According to Joel Stice at All That’s Interesting, the act of being walled to death was an incredibly cruel form of punishment, notably being described by Edgar Allen Poe in The Cask of Amontillado.
In the story, the narrator of the story chains an adversary to a brick wall and leaves the person to die, starve, and suffocate to death. According to Stice, the victim of an immurement would “writhe in agony until eventual starvation and dehydration led to death.”
Being walled to death is now known as immurement.
Immurement was only used as capital punishment and execution-only intended to be used for the worst of crimes but was also used for trivially religious purposes. Stice notes the use of immurement in the Roman Empire when priestesses bound to celibacy broke their vows. These priestesses were known as Vestals, and it was illegal to spill their blood under Roman law.
So, as to not spill their blood, Romans would lead Vestals who sinned into a vault with minimal food and water. Other religious figures bound to celibacy would also similar capital punishment if they broke with the Roman Catholic Church or broke their vow of celibacy. As for how the Vestals were punished, historian Sir William Smith described one Vestal immurement with the following language:
“He delivered her over to the common executioner and his assistants, who led her down, drew up the ladder, and having filled the pit with earth until the surface was level with the surrounding ground, left her to perish deprived of all the tributes of respect usually paid to the spirits of the departed.”
In Latin, the word literally means to be walled from within. The act of immurement also took place in Persia. Author M.E. Hume Griffith, in the early 1900s, attested to someone being walled up alive, a “horrible method of inflicting capital punishment.” Griffith spoke of the immurement in brutal terms:
The victim would usually be put in a half-built pillar, and sometimes, if the executioner wanted to be nice, they would pour cement on the victim to make sure they died quickly. But if there was air coming through the bricks, the victim could be heard screaming for water for days at a time, and if they especially wanted the victim to suffer, the victim would go down headfirst.

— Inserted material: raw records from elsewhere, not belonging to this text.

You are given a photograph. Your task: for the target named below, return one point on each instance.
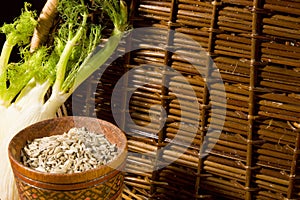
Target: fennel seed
(74, 151)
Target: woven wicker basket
(255, 44)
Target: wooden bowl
(104, 182)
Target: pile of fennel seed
(77, 150)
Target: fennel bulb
(59, 68)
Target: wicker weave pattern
(255, 45)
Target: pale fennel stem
(62, 63)
(97, 60)
(5, 54)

The most notorious immurement
Perhaps the most notorious use of immurement was used on Moroccan serial killer, Haji Mohammed Mesfewi. The Times and Democrat, an obscure daily newspaper in South Carolina, reported in 1906 that Mesfewi killed 36 women and was caught by authorities. Originally, authorities planned on Mesfewi being crucified.

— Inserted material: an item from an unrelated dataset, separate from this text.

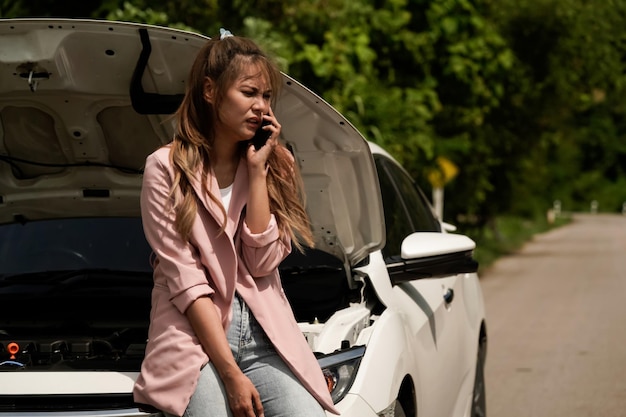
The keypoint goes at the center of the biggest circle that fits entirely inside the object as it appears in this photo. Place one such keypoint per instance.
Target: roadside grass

However, many foreign officials intervened, so under the Moroccan justice system, Mesfewi actually suffered more. The officials chose to go with immurement to give an appropriate punishment for the letter writer who drugged women and then beheaded them. He then used a dagger to kill the women, according to The Infographics Show on YouTube.
Despite the outcry from the international community, Meswefi was publicly flogged and whipped in the market, with each strike drawing blood. Mesfewi was an old man, so authorities had to go easy on the whipping on a given day. But people always poured vinegar and oil on the wound so he could be whipped the next day as well.

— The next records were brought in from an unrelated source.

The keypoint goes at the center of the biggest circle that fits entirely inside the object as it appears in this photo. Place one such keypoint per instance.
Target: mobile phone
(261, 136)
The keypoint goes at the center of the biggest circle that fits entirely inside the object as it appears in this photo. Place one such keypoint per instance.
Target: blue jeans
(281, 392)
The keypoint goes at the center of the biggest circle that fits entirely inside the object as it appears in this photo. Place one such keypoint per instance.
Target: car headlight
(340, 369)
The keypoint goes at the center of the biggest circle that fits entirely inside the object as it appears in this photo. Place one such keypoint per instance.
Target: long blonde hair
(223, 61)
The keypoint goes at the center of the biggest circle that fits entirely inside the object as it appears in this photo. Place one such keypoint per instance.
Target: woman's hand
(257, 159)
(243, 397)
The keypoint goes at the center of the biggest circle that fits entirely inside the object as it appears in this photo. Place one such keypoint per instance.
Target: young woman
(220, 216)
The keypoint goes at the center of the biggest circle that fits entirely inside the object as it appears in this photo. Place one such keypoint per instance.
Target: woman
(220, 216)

On the day of Mesfewi’s execution, thousands of people gathered. They came to watch him be walled up alive in the city of Marrakech. People planned on camping out and watching the execution for as long as Mesfewi was suffering.
He stayed in a hole six feet high, two feet wide, and two feet deep. As a skinny man, he only got a little air while he was in the hole. Chains kept him erect the entire time. Mesfewi hoped to die while he was being whipped, but being walled to death was even worse torture, with no food or water. He screamed to be killed while he suffered in the wall, while a crowd threw items and screamed at him.
Immurement was one of the most agonizing punishments possible, and it was meant to send a message. The deaths of the Vestals and Mesfewi were meant to inflict the most pain possible — the former I believe to be the product of unjust religious self-righteousness, and the latter meant to inflict pain on an objectively terrible serial killer who killed 36 women.
At the end of the day, we need to question whether any form of capital punishment is righteous. No one who advocates and sends a person to their death doesn’t believe they’re doing the right thing, but that sense of righteousness is dangerous because of the purposes it can be used for.
Being walled to death is absolutely terrifying. But perhaps the more terrifying fact is the schadenfreude of the human condition, where people watch and relish in the pain and death of another human being, no matter the action or sin.